Como es lógico, ese dominio interpretativo tenía que basarse
en unos guiones y unos diálogos de gran precisión y brillantez, terreno en el
que Sautet se hizo acompañar a menudo por Jean-Loup Dabadie o, después, Jacques
Fieschi, como lo hizo con la fotografía de Jean Boffety. Lo cierto es que él
siempre se consideró más guionista que director, terreno al que había llegado
–según confesión propia– un tanto por casualidad, después de haber estudiado
Escultura e iniciarse en el cine como una simple práctica profesional, mientras
iba elaborando guiones propios o corrigiendo los ajenos. Pero su ayudantía con
autores de la enorme valía de un Jacques Becker o un Georges Franju, con quien
también colaboró en la escritura de su fundamental Ojos sin rostro, acabó conduciéndole hacia la realización. Con un
primer paso, la comedia musical Bonjour Sourire!,
de título paródico hacia la famosa novela de Françoise Sagan, que nunca
consideró suya al haberse limitado a asumir la labor que otro director no acabó
de efectuar. Sería la posterior dedicación al “polar” lo que ya consideró como
algo propio.
Lo adelantaba el propio Sautet cuando se refería a que “el
hombre se desestabiliza y está tentado por la autodestrucción, aunque trate
siempre de ocultarlo a los demás. No sabe comportarse, sobre todo en sus
relaciones con las mujeres, y traiciona a menudo sus sueños de juventud”. De
ahí que rechazando lo explícito y apoyado en la observación y el matiz, su
sutileza en definitiva, el autor francés vaya elaborando con discreción sus
relatos, a menudo como piezas musicales que entrelazan sus notas y sus melodías
hacia unas conclusiones a las que el espectador ha de llegar por sí mismo.
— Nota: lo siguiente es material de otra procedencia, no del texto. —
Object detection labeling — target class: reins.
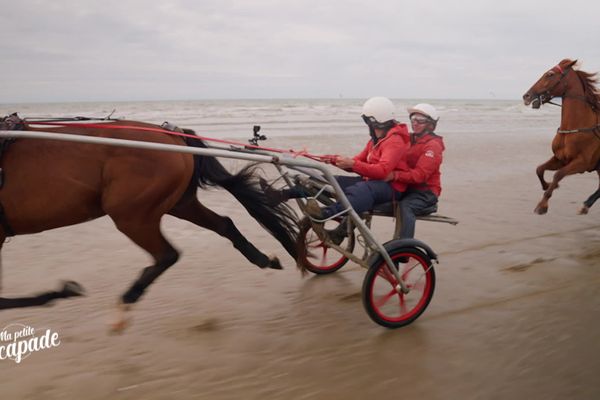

Los asistentes a la 70 edición del Festival de San Sebastián
van a tener la fortuna de poder ver la filmografía casi íntegra de Claude
Sautet. Será importante conocer, en especial, las opiniones de los más jóvenes,
de quienes ni habían nacido cuando lo hicieron esas películas, incluso las dos
últimas y espléndidas Un corazón en
invierno y Nelly y el Sr. Arnaud,
León de Plata a la Mejor Dirección en la Mostra de Venecia de 1992 y Premio
Especial del Jurado en el Festival de Valladolid de 1995, respectivamente,
además de lograr sendos Premios Cesar al Mejor Director. Dará ese nuevo
público, que hoy prácticamente ha olvidado tanto a Sautet como a la gran
mayoría de los nombres del “cine de autor” de la época, su plebiscito sobre esa
filmografía. Me atrevo a predecir que será favorable e incluso entusiasta.
(Publicado en "El Cultural", 9-15 de septiembre de 2022).